Reviewed by Scott A. Johnson
Written by Gregory Lamberson
Published by Medallion (Random House)
Gregory Lamberson is a man of many talents. Most recently praised for his filmmaking (see our review of Slime City Massacre), we can’t forget that he is also an accomplished author. To that end, Lamberson returns to taunt his readers with Desperate Souls, the sequel to 2004’s Personal Demons, and the second book in his “Jake Helman Files” series. After seven years, you might think the character of Jake Helman is a little rusty. You’d be wrong.
Picking up just a short while after the end of Personal Demons, Desperate Souls drags us back into the messed up life of former-cop-now-private-eye Jake Helman. After the mess of drugs and terror his life became at the hands of the serial killer “The Cypher,” Helman has opened up his own private investigation practice in the hopes of making a quiet living snapping photos and following unfaithful lovers around. Of course, if that was all that happened, we wouldn’t have much of a story to read. A new drug has appeared on the streets, Black Magic, and it’s killing its users. The problem is, they’re not staying that way. Helman winds up tightly entwined in the investigation and discovers an all-too-familiar world of greed, pain, and the supernatural. And if he’s not careful, it could cost him his life.
Desperate Souls is a dark and broody noir piece that hearkens back to the world of Mickey Spillane and Dashiell Hammett, where the good guys aren’t always so good, and the bad guys aren’t always the ones you need to worry about.
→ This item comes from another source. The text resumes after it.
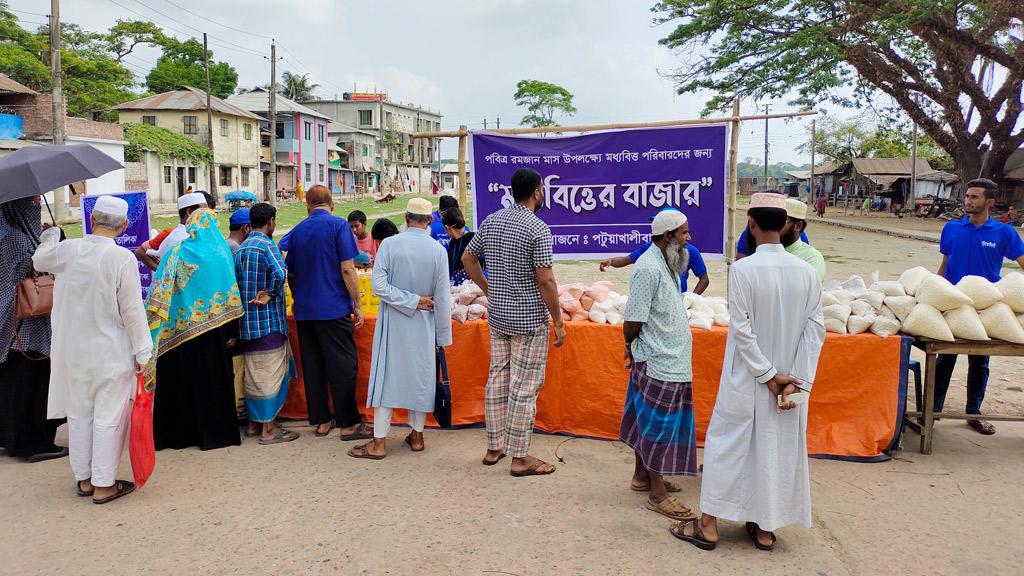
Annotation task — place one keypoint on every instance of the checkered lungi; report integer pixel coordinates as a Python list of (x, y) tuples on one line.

The character of Jake Helman is very much cast from the same mold of Sam Spade, Mike Hammer, and Philip Marlowe in that he isn’t afraid to bend rules to get the job done, and he’s never really sure who to trust. His past haunts him, and we, as readers, get to see him struggle to overcome his past drug addiction, the deaths he caused, and the mistakes that cost him not only his job, but his family. While he’s not an “everyman,” he is the kind of fellow that most guys would want to be like.
Plot-wise, the story is very straightforward, though there are a few twists that keep the reader guessing. There are also moments where a lesser author would go for the easy out, leaving the reader breathless as the hero comes through unscathed. Lamberson, however, is fearless in the amount of abuse Helman takes, and the reader will sit and cringe with every blood-soaked page. It is Lamberson’s ability to take his characters right to the edge and drive them over that is one of the real strengths of this book. And no matter what happens, Helman’s personal code of right and wrong carries him through so that we readers know, no matter how bloody and battered, he will keep going until the job is done.
Which is not to say that Desperate Souls is perfect. To be sure, there are a few problems that’ll probably drive any English teacher a little crazy, but the story is compelling enough that any complaints come down to nitpicking. The bottom line is, like Helman, the story may not always be pretty, but it works and gets the job done.